As an Editor who dabbles in the field of journalism, I have an obligation to uphold journalistic integrity. Some of this involves protecting sources that wish to remain anonymous and refraining from publishing confidential information that a person declares “off the record.”
In a sense it’s quite amazing to think that a complete stranger would trust me with information that is not for public consumption. The person is not simply putting trust in me as a person, but trust in my title. This also puts massive pressure on me and those in similar positions because we have been entrusted with knowledge that has tight boundaries.
Consider the example of Lance Williams and Mark Fainaru-Wada. These men, reporters for the San Francisco Chronicle and authors of Game of Shadows, were some of the first to report information about individual steroid use in professional sports, with much of the information allegedly coming from leaked grand jury testimony. Although they were subpoenaed before a federal grand jury, they refused to reveal the names of their sources and stated they would go to prison before giving up the identities.
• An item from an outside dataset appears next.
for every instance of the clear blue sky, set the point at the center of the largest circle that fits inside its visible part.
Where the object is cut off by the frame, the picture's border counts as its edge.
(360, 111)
While some may debate their investigative methods, there’s no doubt that these men were willing to go to great lengths to protect their sources. They were willing to spend 18 months in prison simply to protect the people they said they would protect.
When I look at the issue of trust and integrity, sometimes I question if journalistic integrity trumps Christian integrity. Journalists will sacrifice their paychecks, their jobs, and even their freedom to keep trust intact, sometimes even for random strangers they’ve never met. Yet sadly, when I look at the relationships between many Christians, it seems we can’t even trust each other enough to confess our temptations, sins, and struggles to one another.
James 5:16 exhorts us to confess our sins to one another and pray for one another. But how many of us actually have relationships where we can be honest with our friends and our community and discuss our sins and temptations? In my estimation, very few of us. We’re able to confess “certain” sins–the “little” ones that are culturally acceptable–but we’re scared to peel back too many layers and reveal our true nature because frankly, we’re not sure if others can be trusted. Every sin and temptation we’ve confessed in private that’s been transformed into public gossip has made us increasingly skeptical and reluctant to share what desperately needs to be confessed. Every hope of trust that has turned into a self-righteous judgmental finger has further built an inner defense mechanism, deceitfully telling us keep quiet and deal with things on our own, because after all, “You’re alone in this struggle. No true Christian struggles with this!”
If we wear the name of Jesus and call ourselves Christians, then people need to be able to put their trust in that title. Whether it’s friends, family, or even the occasional stranger, people need to see our Christian integrity–an integrity that’s based in love, sacrifice, trust, and even our own transparency. The pressure we face may be massive and the responsibility of maintaining our integrity may seem daunting at times, but the results of true confession, honest prayer, and authentic community are well worth the price.
A journalist has an obligation to uphold journalistic integrity? Shouldn’t our responsibility to uphold Christian integrity be so much greater?